Par Ala Ben Abbes (Cahiers de la Liberté)
«Région tunisienne dotée d’un patrimoine archéologique à peine exploité. Je dispose d’une richesse naturelle hors norme: terres agricoles et réserves en substances minérales utiles. Cherche programme de développement régional audacieux et durable. Offres populistes s’abstenir.»
Des richesses hors normes
Le nord-ouest tunisien est tout d’abord une terre agricole.

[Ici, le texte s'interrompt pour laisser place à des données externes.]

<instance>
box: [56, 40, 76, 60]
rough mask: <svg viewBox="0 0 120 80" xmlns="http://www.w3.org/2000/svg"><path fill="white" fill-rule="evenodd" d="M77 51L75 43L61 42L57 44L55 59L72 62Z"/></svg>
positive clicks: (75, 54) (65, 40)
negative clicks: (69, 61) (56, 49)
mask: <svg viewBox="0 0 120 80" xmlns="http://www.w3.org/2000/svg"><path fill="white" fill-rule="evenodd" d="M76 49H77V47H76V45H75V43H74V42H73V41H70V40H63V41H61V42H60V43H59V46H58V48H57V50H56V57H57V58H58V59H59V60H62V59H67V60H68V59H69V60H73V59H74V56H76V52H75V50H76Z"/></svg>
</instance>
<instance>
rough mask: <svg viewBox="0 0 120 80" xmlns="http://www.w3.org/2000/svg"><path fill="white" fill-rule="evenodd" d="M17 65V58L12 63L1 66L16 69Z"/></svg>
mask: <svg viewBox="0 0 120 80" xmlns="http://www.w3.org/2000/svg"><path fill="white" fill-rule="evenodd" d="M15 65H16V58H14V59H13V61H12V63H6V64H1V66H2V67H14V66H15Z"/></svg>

Jendouba, gouvernorat d’une superficie de 3.102 km² dispose d’une superficie totale de terres agricoles utiles de l’ordre de 3.007 km², soit un ratio de 97%. Et c’est le cas de l’ensemble des gouvernorats de la région, Béja: 3.410 km² de terres agricoles utiles pour une superficie totale de 3.740 km² (91%), Kef: 4.832 km² pour 5.081 km² (95%) et enfin Siliana: 4.311 km² de terres agricoles pour une superficie totale de 4.642 km² (93%).

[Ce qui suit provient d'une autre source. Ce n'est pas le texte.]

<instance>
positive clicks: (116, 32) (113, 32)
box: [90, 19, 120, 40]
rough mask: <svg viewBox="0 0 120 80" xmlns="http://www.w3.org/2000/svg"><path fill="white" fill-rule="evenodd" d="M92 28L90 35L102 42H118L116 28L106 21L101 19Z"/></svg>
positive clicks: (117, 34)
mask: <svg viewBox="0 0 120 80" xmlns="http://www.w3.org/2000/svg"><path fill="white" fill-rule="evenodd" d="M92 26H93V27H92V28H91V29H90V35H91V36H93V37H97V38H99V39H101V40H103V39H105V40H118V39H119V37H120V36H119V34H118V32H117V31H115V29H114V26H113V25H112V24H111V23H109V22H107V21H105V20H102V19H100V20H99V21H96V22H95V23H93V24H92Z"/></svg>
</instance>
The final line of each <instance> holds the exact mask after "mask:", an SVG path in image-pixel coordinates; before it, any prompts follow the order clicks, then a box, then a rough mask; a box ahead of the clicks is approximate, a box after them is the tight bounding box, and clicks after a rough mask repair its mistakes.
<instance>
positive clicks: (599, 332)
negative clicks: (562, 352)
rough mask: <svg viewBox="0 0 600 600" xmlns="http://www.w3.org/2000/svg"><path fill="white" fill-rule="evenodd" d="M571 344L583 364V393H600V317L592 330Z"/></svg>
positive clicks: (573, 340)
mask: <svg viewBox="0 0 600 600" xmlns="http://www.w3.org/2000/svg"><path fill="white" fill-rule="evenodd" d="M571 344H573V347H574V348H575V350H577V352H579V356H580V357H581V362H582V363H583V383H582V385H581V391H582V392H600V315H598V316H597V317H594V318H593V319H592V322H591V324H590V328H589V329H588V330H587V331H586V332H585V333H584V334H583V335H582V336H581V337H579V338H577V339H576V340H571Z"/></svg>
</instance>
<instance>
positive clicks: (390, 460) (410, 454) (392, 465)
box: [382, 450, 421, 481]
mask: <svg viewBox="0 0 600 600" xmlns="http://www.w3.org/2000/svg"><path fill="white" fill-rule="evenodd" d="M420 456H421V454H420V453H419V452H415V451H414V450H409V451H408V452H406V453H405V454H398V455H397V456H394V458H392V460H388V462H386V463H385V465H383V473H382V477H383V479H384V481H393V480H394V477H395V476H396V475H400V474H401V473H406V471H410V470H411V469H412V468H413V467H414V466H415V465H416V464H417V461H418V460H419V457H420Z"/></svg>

L’agriculture emploie 39,1% de la population active de la région et le taux d’urbanisation y est de 38% quand la moyenne nationale est de 66%
.
De riches terres agricoles bien arrosées, mais mal exploitées.
Le nord-ouest tunisien dispose également d’une formidable richesse en ressources minérales utiles (roche marbrière et roche argileuse par exemple). On ne compte pas moins de 94 réserves à Béja, 62 à Jendouba, 79 au Kef et 66 à Siliana. Une réelle «fortune» pour une hypothétique activité d’extraction et de transformation hors norme.

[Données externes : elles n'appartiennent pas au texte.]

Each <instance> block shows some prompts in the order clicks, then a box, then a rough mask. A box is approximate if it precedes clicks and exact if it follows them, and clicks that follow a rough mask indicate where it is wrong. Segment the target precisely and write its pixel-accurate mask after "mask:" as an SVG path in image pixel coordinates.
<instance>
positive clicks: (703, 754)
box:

La région regorge également de grands réservoirs d’eau. Jendouba dispose d’une réserve de 366 millions de m3 (21 barrages et 39 lacs) et Béja d’une réserve de 560 millions de m3 (25 barrages et 57 lacs).
Mais le nord-ouest tunisien n’est pas qu’une terre agricole, un barrage et une carrière à ciel ouvert. Cette région dispose aussi d’un patrimoine culturel et archéologique exceptionnel : Dougga, Ain Tounga, Chemtou, Bulla-régia, la Kasbah, Jugurta, Jama, Misti… La liste est longue et riche, tout comme l’histoire de cette région.
Une région au bord du désespoir
Un vrai paradis sur terre ce nord-ouest tunisien, n’est-ce pas? Pas totalement, en réalité. Cette région cherche encore et toujours ce programme de développement qui saura mettre toutes ces richesses au service de ses habitants et au-delà.
L’eau abondante aurait pu inciter à de grands travaux de barrages et donner naissance à une énergie renouvelable et une agriculture haut de gamme? Non, l’eau abondante est une malédiction qui se paie très cher.
Site archélogique de Bula Regia: un gran musée à ciel ouvert.
Le patrimoine archéologique aurait pu donner naissance à un tourisme culturel à forte valeur ajoutée? Non, il reste pour le moment prisonnier des tracts de la campagne électorale. Et au quotidien, cette richesse est synonyme de tensions sociales[1]. Non, pas réellement un paradis sur terre.
Avec un taux de croissance démographique nul (-0.1% en 2004) et un solde migratoire exportateur, la vie quitte la région. D’ailleurs, le taux de mortalité y est supérieur à la moyenne nationale (6,7% contre 5,7%).
Les conditions de vie sont en-dessous des moyennes nationales et le taux de chômage est très élevé (atteint les 40% au gouverneront du Kef). Et pour finir ce tableau noir, on notera que le taux de pauvreté (3,1%) est deux à trois fois supérieur à son vis-à-vis de la côte Est et le taux d’illettrisme atteint des niveaux ahurissants (39% à Jendouba par exemple).
«Région tunisienne dotée d’une réelle richesse agricole, industrielle et culturelle, je suis aujourd’hui, une région au bord du désespoir.»
Note:
[1] Mi-septembre 2011, une vingtaine de salafistes.